Carmelina chantait : Dodo, l’enfant do/l’enfant dormira bien vite. /Dodo, l’enfant do/l’enfant dormira bientôt. Carmelina lisait : « N’embrassez vos enfants que lorsqu’ils sont au lit, déjà endormis. Ne les habituez pas aux caresses. Qu’ils soient forts, solides, inflexibles. Obéissants, vainqueurs. Durs comme l’acier… Krupp Stahl. » Conseils aux mères, années trente du fameux XXe siècle. « Qu’ils ne se laissent pas émouvoir. Qu’ils tiennent bon dans la droite voie. Marchant au pas. Le regard après l’horizon. L’arme à l’épaule et puis braquée… »
Carmelina lève les yeux de sa lecture. Elle s’interroge, penchée sur le lit-cage de son petit Daniel. Se rappelle la phrase de Hillel « Ne fais jamais à autrui ce que tu ne voudrais pas que l’on te fît. » Et ces mots, comme en écho : « Aimez-vous les uns les autres. » Mais ici : « Ne pas se laisser émouvoir. » Comment concilier ces vues contraires ?..
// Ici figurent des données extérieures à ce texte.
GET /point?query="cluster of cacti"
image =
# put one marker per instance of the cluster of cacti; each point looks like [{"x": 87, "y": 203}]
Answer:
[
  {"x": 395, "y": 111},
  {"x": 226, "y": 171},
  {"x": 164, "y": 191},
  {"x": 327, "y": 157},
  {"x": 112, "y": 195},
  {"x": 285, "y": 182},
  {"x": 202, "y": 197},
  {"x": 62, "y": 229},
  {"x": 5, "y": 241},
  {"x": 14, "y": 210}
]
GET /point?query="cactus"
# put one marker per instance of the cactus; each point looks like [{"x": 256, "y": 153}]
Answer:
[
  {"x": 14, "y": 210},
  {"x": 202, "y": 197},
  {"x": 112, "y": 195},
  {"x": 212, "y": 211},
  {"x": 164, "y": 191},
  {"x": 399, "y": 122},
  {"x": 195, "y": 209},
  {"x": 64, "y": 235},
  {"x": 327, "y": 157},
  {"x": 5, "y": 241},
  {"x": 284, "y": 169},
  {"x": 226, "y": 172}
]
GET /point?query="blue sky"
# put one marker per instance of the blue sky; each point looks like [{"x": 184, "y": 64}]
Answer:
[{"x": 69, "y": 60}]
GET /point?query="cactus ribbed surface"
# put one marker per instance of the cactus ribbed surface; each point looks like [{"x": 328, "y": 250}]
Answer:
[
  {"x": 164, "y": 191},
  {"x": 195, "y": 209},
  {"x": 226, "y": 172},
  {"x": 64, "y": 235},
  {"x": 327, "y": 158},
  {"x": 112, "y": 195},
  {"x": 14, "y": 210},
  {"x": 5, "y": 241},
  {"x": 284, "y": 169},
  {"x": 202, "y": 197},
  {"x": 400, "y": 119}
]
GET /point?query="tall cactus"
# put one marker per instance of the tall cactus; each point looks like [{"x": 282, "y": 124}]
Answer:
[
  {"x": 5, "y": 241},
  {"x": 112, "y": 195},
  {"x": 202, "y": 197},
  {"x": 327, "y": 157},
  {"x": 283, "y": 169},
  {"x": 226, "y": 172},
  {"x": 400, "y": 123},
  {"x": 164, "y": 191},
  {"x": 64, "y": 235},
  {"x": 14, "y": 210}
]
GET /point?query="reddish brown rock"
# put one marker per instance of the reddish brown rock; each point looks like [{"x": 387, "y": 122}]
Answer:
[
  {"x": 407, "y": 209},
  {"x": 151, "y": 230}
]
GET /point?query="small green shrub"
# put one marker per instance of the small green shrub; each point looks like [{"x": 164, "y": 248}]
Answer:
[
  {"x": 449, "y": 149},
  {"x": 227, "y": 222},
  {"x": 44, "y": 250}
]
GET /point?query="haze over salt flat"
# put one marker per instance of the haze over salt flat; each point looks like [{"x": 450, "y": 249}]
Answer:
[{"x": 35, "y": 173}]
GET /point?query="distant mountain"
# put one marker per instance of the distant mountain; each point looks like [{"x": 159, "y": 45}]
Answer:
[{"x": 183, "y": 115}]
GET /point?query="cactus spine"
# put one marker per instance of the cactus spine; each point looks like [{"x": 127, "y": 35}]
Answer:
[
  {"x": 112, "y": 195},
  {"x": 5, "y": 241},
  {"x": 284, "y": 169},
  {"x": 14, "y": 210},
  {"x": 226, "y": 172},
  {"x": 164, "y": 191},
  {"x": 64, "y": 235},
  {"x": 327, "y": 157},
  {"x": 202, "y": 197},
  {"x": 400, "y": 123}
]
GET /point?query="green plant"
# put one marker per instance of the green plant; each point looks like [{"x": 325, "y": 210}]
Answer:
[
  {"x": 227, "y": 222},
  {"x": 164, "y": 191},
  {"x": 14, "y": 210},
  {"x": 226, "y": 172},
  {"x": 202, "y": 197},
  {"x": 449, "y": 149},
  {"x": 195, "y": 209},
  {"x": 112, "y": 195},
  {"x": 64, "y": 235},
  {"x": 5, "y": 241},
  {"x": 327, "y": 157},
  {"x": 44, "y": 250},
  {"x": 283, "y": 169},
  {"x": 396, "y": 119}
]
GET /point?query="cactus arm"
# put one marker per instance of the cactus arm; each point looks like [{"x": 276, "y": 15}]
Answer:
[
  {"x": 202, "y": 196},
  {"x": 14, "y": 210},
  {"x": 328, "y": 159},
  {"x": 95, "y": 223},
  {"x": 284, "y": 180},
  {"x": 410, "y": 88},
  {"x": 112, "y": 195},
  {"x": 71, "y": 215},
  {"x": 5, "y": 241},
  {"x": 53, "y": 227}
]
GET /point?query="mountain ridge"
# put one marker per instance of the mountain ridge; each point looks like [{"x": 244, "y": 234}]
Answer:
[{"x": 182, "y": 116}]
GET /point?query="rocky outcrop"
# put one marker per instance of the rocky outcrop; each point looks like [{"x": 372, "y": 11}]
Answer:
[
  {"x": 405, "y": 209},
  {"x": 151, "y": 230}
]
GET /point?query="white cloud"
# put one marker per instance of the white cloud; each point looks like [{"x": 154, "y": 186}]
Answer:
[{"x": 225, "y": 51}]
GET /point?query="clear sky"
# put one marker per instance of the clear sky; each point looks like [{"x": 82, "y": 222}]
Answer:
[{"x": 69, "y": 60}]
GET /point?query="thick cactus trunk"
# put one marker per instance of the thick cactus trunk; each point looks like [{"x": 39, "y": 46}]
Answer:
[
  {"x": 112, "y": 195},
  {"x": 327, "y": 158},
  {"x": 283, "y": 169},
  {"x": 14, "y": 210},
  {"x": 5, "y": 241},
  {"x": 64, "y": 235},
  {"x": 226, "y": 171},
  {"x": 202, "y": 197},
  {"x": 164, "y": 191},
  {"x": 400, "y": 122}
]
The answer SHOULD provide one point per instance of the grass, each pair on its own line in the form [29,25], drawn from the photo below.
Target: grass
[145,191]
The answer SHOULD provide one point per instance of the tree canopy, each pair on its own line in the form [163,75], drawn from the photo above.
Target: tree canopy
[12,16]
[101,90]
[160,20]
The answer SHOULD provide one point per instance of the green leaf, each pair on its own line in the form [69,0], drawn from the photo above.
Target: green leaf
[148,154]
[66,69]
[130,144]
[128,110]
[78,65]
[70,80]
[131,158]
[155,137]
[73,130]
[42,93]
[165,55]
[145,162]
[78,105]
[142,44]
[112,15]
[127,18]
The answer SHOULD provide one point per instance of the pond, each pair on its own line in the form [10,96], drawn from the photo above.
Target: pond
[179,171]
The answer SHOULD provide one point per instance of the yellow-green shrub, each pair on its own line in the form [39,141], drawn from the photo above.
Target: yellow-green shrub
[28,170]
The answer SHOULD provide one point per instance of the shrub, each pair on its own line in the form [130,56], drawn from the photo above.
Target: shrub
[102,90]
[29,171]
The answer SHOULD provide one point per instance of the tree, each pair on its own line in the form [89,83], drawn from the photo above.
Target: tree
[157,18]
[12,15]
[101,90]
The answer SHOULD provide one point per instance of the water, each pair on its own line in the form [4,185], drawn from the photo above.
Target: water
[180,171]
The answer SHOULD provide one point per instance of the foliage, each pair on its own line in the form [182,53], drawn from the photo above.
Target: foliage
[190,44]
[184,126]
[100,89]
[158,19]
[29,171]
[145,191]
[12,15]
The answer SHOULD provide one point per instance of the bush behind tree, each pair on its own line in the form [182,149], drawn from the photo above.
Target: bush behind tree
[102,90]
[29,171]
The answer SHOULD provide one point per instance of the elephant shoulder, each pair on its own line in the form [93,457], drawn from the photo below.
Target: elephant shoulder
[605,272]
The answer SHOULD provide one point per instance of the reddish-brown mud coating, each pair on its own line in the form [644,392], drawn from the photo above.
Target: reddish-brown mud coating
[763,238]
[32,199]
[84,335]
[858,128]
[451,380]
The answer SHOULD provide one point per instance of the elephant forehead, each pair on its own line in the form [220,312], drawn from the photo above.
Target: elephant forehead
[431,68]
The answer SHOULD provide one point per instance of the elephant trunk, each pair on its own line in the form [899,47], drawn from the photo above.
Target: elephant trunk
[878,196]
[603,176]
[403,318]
« Carme ! On passe à table ? J’ai faim ! » Il n’avait pas la voix douce, l’homme. Il avait lu le journal, surtout la page des sports, pendant qu’elle avait préparé le repas et mis l’enfant au lit. Pierre-Karl avait travaillé « dehors » toute la journée. Carmelina aussi, à l’hôpital. Mais lui, le pater familias, il n’avait qu’à s’attabler et se faire servir. À chacun sa tâche et les vaches seront bien gardées. Les vaches n’étaient déjà plus celles que l’on croyait. On l’ignorait encore mais on ne perdait rien pour attendre. D’ailleurs, qu’attendait-on ? S’attendait-on seulement à quelque chose ? Vaguement, oui, en lisant dans les tristes pages des journaux les nouvelles venues de l’Est. Mais ces choses se passent si loin d’ici, pas vrai ? Qu’ils se battent entre eux, notre pays est neutre et le restera, reconnu comme tel. Seulement, Carmelina et Pierre-Karl ne pouvaient pas savoir que l’Histoire, « avec sa grande hache », les séparerait bientôt et les réunirait, des mois plus tard, sur les ruines de leur maison. Avec le doux Daniel à qui ils feraient bientôt une petite sœur : Mirjam. Car Pierre-Karl avait hâte de ressusciter sa petite sœur défunte. Mais Carmelina, tout en dorlotant son petit, avait pensé se consacrer encore à ses malades… Chérir un seul enfant lui suffisait. Pourquoi se disperser ? Qui trop embrasse mal étreint.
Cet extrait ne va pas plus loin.